Se fino a poco tempo fa credevo che non esistesse nulla dopo la morte, ora credo solo nella vita. Tutto è possibile e niente può essere o nascere dal nulla. La nascita e la morte sono la medesima situazione. Se non si nasce non si muore e se non si muore non si nasce. Ognuno di noi crede di avere una vita a sé; invece no: apparteniamo tutti a una stessa e medesima vita. Le malattie e tutto quello che potrebbe incombere sulla nostra vita in realtà sono di tutti. A ogni singola creatura si potrebbe preannunciare una parte di malattie o disgrazie come anche felicità e serenità simile a una parte di ogni singola creatura. Non esiste al mondo una persona che non provi quello che ha provato un altro. Siamo un insieme di vite che, raggruppate, appartengono a una sola vita.
“Amore mio, voglio un bene dell’anima al nostro nipotino, solo che lui crede, che non ci sia alcun paradiso e che non esista vita dopo la morte e che nessuno decida il nostro destino. Per lui non esiste alcun Dio.”

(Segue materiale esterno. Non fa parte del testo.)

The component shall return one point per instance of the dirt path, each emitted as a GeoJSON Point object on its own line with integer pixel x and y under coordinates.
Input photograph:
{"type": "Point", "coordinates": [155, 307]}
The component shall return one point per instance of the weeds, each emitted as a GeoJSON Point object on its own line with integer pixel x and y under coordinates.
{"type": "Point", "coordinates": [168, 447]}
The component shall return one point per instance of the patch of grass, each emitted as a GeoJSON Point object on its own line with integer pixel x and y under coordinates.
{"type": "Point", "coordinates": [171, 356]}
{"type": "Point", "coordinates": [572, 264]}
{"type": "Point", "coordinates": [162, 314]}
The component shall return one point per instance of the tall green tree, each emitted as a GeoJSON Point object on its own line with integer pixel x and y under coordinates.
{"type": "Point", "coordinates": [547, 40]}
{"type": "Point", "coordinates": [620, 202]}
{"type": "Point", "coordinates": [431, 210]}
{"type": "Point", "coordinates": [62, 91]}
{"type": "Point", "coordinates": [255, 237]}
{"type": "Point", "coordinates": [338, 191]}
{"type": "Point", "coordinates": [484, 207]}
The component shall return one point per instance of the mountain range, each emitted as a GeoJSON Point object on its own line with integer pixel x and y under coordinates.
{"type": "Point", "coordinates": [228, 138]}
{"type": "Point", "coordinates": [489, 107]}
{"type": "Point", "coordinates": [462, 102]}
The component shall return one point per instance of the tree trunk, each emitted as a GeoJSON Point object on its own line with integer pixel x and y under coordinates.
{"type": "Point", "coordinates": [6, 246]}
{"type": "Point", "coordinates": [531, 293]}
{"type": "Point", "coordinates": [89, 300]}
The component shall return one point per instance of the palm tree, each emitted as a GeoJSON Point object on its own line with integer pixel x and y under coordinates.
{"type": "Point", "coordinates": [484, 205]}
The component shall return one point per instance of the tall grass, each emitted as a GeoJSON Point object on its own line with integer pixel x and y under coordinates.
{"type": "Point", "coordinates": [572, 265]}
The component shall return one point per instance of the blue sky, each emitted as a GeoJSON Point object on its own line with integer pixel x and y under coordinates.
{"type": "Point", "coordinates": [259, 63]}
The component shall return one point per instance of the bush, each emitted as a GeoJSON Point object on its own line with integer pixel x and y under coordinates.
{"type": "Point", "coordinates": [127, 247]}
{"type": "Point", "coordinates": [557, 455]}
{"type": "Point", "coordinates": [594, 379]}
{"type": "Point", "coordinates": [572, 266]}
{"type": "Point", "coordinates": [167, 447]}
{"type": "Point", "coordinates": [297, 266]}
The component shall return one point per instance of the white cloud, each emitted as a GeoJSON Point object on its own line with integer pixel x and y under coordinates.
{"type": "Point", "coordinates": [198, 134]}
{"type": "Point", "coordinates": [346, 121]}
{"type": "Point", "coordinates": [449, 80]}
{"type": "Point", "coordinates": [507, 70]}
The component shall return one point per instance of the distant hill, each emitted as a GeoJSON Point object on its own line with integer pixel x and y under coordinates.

Dopo oggi credo proprio che Giacomo si sbagli, che ci sia un mondo, una frequenza a noi sconosciuta, che ci guidi oltre ogni immaginazione. Sono povero di sentimenti, di emozioni, di umiltà, di conoscenza, di verità; sono povero d’ingenuità.
Eccomi a casa, devo nasconderlo, conservarlo in un posto sicuro. Marta, dove potrei metterlo? Il cigolio del portone attira la mia attenzione, rimane semiaperto e un piumino di pioppo entra in casa. Svolazza per la cucina e, attento a ogni suo spostamento lo seguo, finché si poggia sul davanzale della finestra.
Mi avvicino e ricordo che nell’angolo c’è un buco, al suo interno entra il fiore di pioppo. Prendo il fazzoletto e gli do la forma di un cilindro inserendolo con cautela, senza danneggiarlo, nel foro. Il profumo di liquirizia mi avvolge tutto, la cucina si riempie di un profumo che solletica le mie narici. Starnutisco.
“Salute.” Una candida voce risuona per tutta la cucina. Inconfondibile.